After this object was picked up from the river and placed near a local market, it began producing white smoke. After receiving the report, Quan Hau Town People’s Committee had to evacuate half of the market out of the danger area and concurrently informed the Quang Binh Database and Coordination Unit through the hotline number.
|As an incendiary weapon, white phosphorus burns fiercely and can ignite cloth, fuel, ammunition and other combustibles. Source: PeaceTrees Vietnam|
|White phosphorus munitions were used extensively by US forces in Vietnam. Source: PeaceTrees Vietnam|
Upon receipt of the request, the Multi-tasks team 2 urgently moved to the site to deploy an Explosive Ordnance Disposal (EOD) spot task. As a result of identification, this EO was known as White Phosphorous MK 67 2.75 in Rocket.

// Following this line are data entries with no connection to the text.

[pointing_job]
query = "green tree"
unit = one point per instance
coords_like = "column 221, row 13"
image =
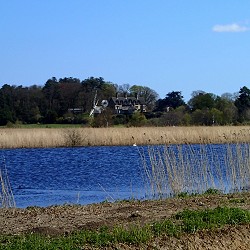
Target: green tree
column 243, row 104
column 202, row 101
column 150, row 96
column 172, row 100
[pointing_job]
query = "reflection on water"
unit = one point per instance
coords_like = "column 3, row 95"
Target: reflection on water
column 43, row 177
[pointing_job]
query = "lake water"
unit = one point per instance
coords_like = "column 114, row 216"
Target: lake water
column 43, row 177
column 84, row 175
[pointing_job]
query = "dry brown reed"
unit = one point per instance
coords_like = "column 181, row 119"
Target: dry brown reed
column 194, row 169
column 61, row 137
column 6, row 196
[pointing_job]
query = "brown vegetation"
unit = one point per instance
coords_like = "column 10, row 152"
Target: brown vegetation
column 61, row 137
column 62, row 220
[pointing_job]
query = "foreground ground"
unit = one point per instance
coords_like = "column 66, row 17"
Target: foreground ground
column 62, row 220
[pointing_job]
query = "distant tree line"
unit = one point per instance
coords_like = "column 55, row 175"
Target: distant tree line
column 56, row 101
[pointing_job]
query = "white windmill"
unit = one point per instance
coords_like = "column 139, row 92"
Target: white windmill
column 95, row 107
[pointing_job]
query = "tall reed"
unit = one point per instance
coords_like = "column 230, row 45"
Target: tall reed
column 175, row 169
column 7, row 199
column 61, row 137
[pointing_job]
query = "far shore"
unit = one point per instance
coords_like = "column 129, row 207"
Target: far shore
column 112, row 136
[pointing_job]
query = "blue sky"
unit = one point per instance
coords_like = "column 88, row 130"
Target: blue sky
column 167, row 45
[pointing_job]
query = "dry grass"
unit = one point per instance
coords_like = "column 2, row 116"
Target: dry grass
column 61, row 137
column 192, row 169
column 6, row 196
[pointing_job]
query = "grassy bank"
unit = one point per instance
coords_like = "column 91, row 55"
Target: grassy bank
column 185, row 222
column 65, row 137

White phosphorus munitions cause particularly severe injuries, including chemical burns down to the bone. Wounds contaminated by white phosphorus can reignite days later when bandages are removed, produce poisoning that leads to organ failure and death, and lead to lifetime health problems.

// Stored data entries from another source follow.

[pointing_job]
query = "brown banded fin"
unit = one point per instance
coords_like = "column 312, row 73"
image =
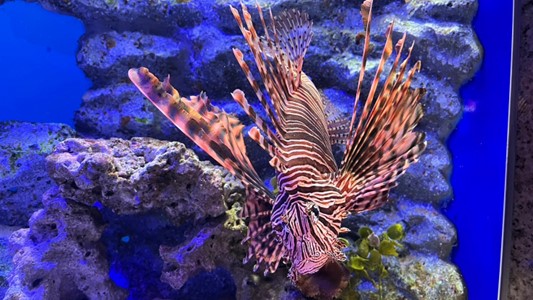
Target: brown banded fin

After using the technical measures to stop the release of white smoke, the team moved this rocket safely to an open and uninhabited ground 2 km away from the market for detonation. The demolition was conducted successfully.
Explosive ordnances still pose a big threat to communities even many years after the war. Please make a phone call to the hotline channel including 0901 941 941 (in Quang Tri) and 1800 1741 (in Quang Binh) to report the suspicious items.

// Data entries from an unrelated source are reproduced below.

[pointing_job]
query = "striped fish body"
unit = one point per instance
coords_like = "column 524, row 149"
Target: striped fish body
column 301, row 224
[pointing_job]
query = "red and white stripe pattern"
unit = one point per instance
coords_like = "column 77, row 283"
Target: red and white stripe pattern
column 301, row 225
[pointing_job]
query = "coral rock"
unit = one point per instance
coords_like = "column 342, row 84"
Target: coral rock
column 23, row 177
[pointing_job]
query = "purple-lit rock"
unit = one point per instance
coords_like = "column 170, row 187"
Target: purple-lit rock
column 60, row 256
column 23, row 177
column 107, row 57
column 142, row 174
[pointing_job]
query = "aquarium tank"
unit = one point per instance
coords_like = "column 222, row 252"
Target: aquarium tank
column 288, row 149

In 1995, PeaceTrees Vietnam was the first international non-governmental organization (NGO) to come to the province to help address post-war consequences through demining and mine risk education, victim assistance, community-building projects, and citizen diplomacy in partnership with the people of Quang Tri province.
PeaceTrees Vietnam’s Quang Binh project is implemented under the Consortium formed by Mines Advisory Group (MAG), PeaceTrees Vietnam, and Norwegian People’s Aid Vietnam (NPA), in the joined effort to address the issue of UXO contamination in Quang Binh province. The project is funded by the US Department of State.
Earlier this month, in Hanoi, a Memorandum of Understanding was signed between PeaceTrees Vietnam and the Vietnam National Mine Action Center (VNMAC).
With the desire to promote cooperation in order to expand mine action programs effectively, the two sides agreed to coordinate in implementing unexploded ordnance clearance projects and supporting landmine victims, implementing explosive ordnance risk education activities, field training for International Mine Action Standards (IMAS) trainees trained by VNMAC, application of new technologies to mine clearance.